For test purposes so I had comparisons, I took the inexpensive foam ones with me last Friday. They were lacking, of course. Then, the giant Radio Shack headphones perched on me today via bus and train. They did cover my ears boy did they ever. Geeky. Now I know why they are nicknamed by the cognoscenti as ''cans." But others I noticed on trains also wore the big ones, as well as the buds and the smaller in-between "on-the-ear" ones which rest on the ear rather than the supra-aurals that surround it totally: those on-the-ears are the third type of headphone by the way. I was curious how much sound was dampened in public by my behemoths. None really. The music played simply provided an intervening layer, or overlay, on top of the usual vocal and mechanical sounds. This surprised me, as I had figured if your ears were covered, if not totally sealed, that loud noise would truly diminish. But it was akin to when you talk louder to cover up someone talking near you, or playing your radio louder to drown out another's boom-box. I guess, as with cracks under doors or leaks from windowpanes, if a bit of the space is not totally sealed, then it in one manner of physics and sound is as if there is no window or door at all to block the sound, since you in your phones are placing your ears at the equivalent of the crack under the door, listening!
By the time I logged on today when I returned home, none of the 3 black "UE superfi.5 pros" were left but the white one still survived. It was $150. IPod white not my first choice rather than the subtler black, which was consistently $10-15 more from all vendors except Amazon for the identical model strangely. I called Bozeman MT up. Their voice mail said "if you want to talk to an actual human being press zero." Josh-- of course that was his name--still had the pair, and they will be here Fed-exed Friday from Montana.
I had recalled, nearly too late, that Leo had given me an Amex $100 gift card as part of his post-Bar Mitzvah expenses owed me for a plethora of purchases last winter. I remembered that the plastic benefactor accrued a charge of $2/month when it was not used after 12 months of purchase; additionally Amex charges a fee of $8 or so to use it, which they deduct from the total amount! All of this seemed rather greedy, and annoyed me. I figured I had better use what remained pretty soon. So, the phones that list for $250 (and many places sell them for such; the lowest as I said is around $175 on Amazon and at Head Room) after that card I estimate will wind up costing me about $157 with s/h minus the gift card amount of about $90 to come out around $70 for headphones worth around three times as much.
P.S. Why I spent so long on this who knows. I guess it is a record of my ability to get locked into a task, to find out quickly the entire range of knowledge accessible on an unfamiliar subject. Take it as a memorial, a cautionary tale, an obsession, a curio.

1 comment:

Miss Templeton said...

Getting an early start on my New Year's Resolution to spend more time on the web with the more thought-provoking and engaging writers of my circle, I've dropped by for the first time in what is ...admittedly...a few weeks now.

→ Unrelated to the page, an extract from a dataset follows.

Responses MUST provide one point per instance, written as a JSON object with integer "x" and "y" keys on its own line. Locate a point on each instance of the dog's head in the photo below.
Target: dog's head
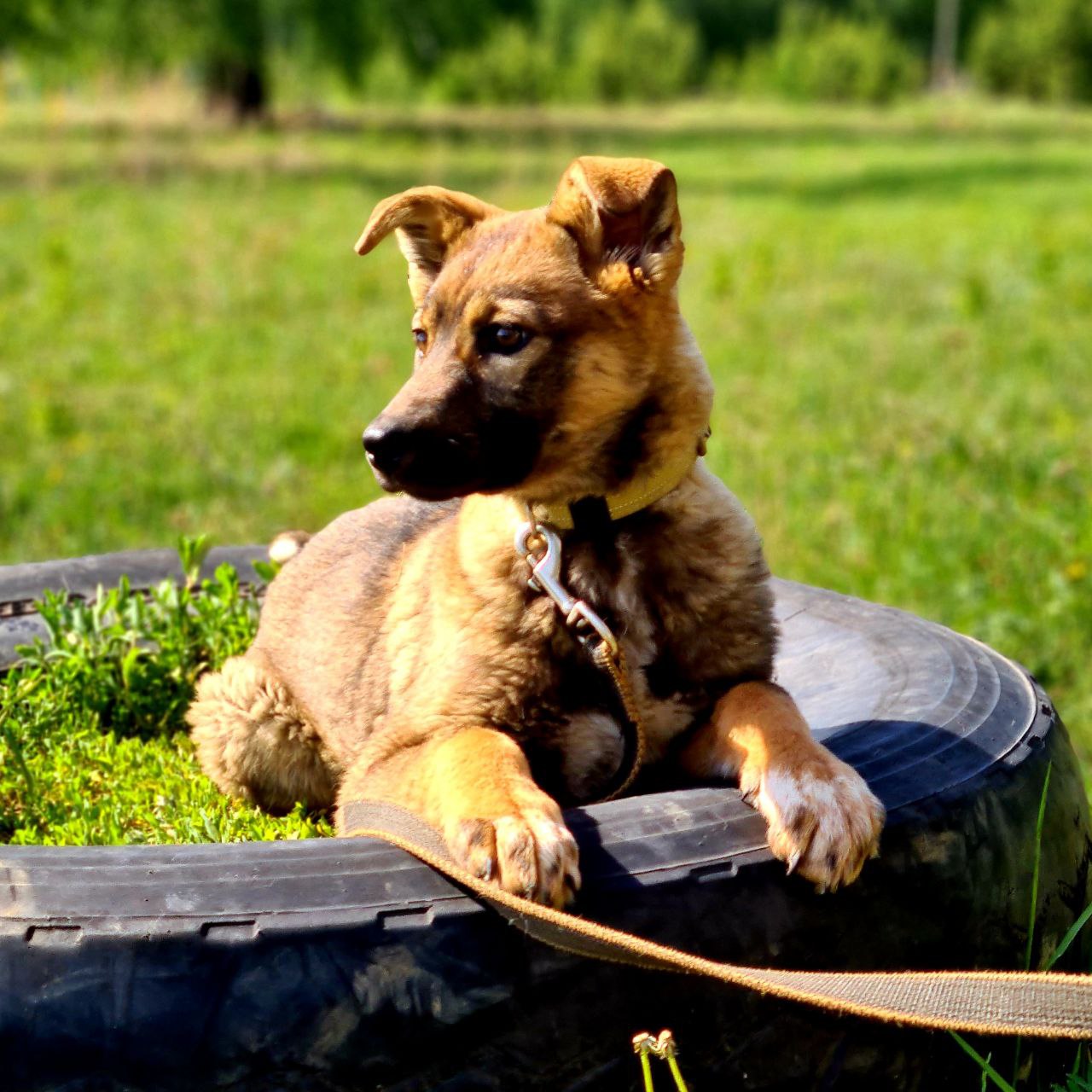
{"x": 552, "y": 361}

There's a link to you on my blog now. Another bit of business that I should have done sooner.

But I'm also planning a bit of foolishness for the holiday season called "The Twelve Days of Bono" and your essay here is a good link for that.

I'm now quite intrigued by the question in reverse: is it the trappings of charismatic Christianity filtering through in U2s music, videos, stage personas that explain their immense popularity? One admits, for instance, to thinking Neil Diamond's "Brother Love's Salvation Show" makes the whole revival thing sound pretty groovy. But only for the length of the song.